Re: concurrent file reading/writing using python

Discussion in 'Python' started by Steve Howell, Mar 27, 2012.

  1. Steve Howell

    Steve Howell Guest

    On Mar 26, 3:56 pm, Abhishek Pratap <> wrote:
    > Hi Guys
    >
    > I am fwding this question from the python tutor list in the hope of
    > reaching more people experienced in concurrent disk access in python.
    >
    > I am trying to see if there are ways in which I can read a big file
    > concurrently on a multi core server and process data and write the
    > output to a single file as the data is processed.
    >
    > For example if I have a 50Gb file, I would like to read it in parallel
    > with 10 process/thread, each working on a 10Gb data and perform the
    > same data parallel computation on each chunk of fine collating the
    > output to a single file.
    >
    > I will appreciate your feedback. I did find some threads about this on
    > stackoverflow but it was not clear to me what would be a good  way to
    > go about implementing this.
    >


    Have you written a single-core solution to your problem? If so, can
    you post the code here?

    If CPU isn't your primary bottleneck, then you need to be careful not
    to overly complicate your solution by getting multiple cores
    involved. All the coordination might make your program slower and
    more buggy.

    If CPU is the primary bottleneck, then you might want to consider an
    approach where you only have a single thread that's reading records
    from the file, 10 at a time, and then dispatching out the calculations
    to different threads, then writing results back to disk.

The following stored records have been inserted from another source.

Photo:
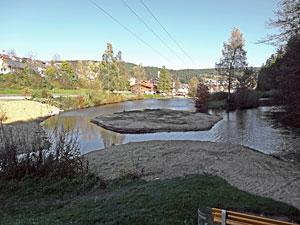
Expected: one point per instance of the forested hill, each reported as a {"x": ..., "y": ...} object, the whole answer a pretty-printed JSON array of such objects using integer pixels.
[{"x": 184, "y": 75}]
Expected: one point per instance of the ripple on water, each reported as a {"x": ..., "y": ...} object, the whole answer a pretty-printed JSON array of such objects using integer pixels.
[{"x": 246, "y": 127}]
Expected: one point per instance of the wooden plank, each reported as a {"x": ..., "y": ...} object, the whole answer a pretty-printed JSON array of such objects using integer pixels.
[{"x": 241, "y": 218}]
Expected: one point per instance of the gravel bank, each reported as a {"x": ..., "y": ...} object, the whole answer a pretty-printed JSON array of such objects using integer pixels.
[
  {"x": 242, "y": 167},
  {"x": 156, "y": 120}
]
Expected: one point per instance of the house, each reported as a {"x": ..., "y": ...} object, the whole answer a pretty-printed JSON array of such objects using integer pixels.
[
  {"x": 144, "y": 87},
  {"x": 8, "y": 65}
]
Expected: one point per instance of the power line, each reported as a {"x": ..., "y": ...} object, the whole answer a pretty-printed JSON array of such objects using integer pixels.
[
  {"x": 184, "y": 52},
  {"x": 128, "y": 30},
  {"x": 149, "y": 28}
]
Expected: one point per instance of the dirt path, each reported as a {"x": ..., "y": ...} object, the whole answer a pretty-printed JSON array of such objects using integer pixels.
[{"x": 242, "y": 167}]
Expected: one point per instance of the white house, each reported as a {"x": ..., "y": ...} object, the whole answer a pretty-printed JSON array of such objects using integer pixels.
[{"x": 8, "y": 65}]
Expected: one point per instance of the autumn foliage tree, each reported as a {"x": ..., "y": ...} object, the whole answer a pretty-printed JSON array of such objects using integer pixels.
[
  {"x": 193, "y": 85},
  {"x": 233, "y": 60},
  {"x": 202, "y": 95},
  {"x": 164, "y": 80}
]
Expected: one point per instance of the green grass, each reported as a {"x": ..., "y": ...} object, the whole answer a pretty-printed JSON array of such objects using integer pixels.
[
  {"x": 172, "y": 201},
  {"x": 70, "y": 92},
  {"x": 10, "y": 92},
  {"x": 56, "y": 91}
]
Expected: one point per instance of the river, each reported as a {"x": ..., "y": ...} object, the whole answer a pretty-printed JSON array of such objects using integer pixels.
[{"x": 249, "y": 127}]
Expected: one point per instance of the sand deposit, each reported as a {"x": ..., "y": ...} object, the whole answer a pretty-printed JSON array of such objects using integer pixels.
[
  {"x": 242, "y": 167},
  {"x": 156, "y": 120}
]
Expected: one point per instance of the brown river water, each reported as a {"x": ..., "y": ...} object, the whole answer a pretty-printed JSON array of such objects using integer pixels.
[{"x": 250, "y": 127}]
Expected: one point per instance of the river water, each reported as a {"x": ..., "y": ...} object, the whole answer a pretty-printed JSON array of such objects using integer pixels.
[{"x": 249, "y": 127}]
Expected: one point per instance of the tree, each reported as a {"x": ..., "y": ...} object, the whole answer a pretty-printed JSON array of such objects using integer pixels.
[
  {"x": 234, "y": 57},
  {"x": 56, "y": 57},
  {"x": 139, "y": 73},
  {"x": 11, "y": 53},
  {"x": 193, "y": 84},
  {"x": 164, "y": 80},
  {"x": 108, "y": 55},
  {"x": 177, "y": 84},
  {"x": 202, "y": 95},
  {"x": 67, "y": 76},
  {"x": 248, "y": 79},
  {"x": 287, "y": 21}
]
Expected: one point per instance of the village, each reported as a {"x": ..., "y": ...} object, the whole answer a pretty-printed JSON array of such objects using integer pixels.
[{"x": 11, "y": 64}]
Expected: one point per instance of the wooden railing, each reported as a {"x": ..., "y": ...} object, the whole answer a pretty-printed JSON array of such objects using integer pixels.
[{"x": 229, "y": 217}]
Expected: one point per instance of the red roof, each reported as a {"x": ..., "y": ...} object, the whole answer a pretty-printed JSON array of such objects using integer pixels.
[{"x": 3, "y": 56}]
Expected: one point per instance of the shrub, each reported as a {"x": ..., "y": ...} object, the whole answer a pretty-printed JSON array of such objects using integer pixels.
[
  {"x": 27, "y": 92},
  {"x": 245, "y": 98},
  {"x": 45, "y": 93},
  {"x": 202, "y": 95},
  {"x": 218, "y": 96},
  {"x": 27, "y": 151}
]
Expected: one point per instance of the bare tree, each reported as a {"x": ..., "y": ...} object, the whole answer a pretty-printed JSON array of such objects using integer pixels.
[
  {"x": 234, "y": 57},
  {"x": 287, "y": 21}
]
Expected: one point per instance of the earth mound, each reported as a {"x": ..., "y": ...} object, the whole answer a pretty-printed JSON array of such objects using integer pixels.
[{"x": 156, "y": 120}]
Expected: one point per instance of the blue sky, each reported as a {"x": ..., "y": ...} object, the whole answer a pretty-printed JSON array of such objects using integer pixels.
[{"x": 76, "y": 29}]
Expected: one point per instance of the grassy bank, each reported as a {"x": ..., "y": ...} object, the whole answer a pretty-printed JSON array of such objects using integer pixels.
[
  {"x": 13, "y": 111},
  {"x": 126, "y": 201},
  {"x": 5, "y": 91},
  {"x": 93, "y": 98}
]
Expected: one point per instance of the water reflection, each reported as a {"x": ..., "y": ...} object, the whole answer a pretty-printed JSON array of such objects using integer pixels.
[{"x": 245, "y": 127}]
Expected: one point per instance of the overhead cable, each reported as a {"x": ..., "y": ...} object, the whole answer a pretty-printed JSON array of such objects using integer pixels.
[
  {"x": 173, "y": 39},
  {"x": 128, "y": 30},
  {"x": 149, "y": 28}
]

    My approach would be something like this:

    1) Take a small sample of your dataset so that you can process it
    within 10 seconds or so using a simple, single-core program.
    2) Figure out whether you're CPU bound. A simple way to do this is
    to comment out the actual computation or replace it with a trivial
    stub. If you're CPU bound, the program will run much faster. If
    you're IO-bound, the program won't run much faster (since all the work
    is actually just reading from disk).
    3) Figure out how to read 10 records at a time and farm out the
    records to threads. Hopefully, your program will take significantly
    less time. At this point, don't obsess over collating data. It might
    not be 10 times as fast, but it should be somewhat faster to be worth
    your while.
    4) If the threaded approach shows promise, make sure that you can
    still generate correct output with that approach (in other words,
    figure out out synchronization and collating).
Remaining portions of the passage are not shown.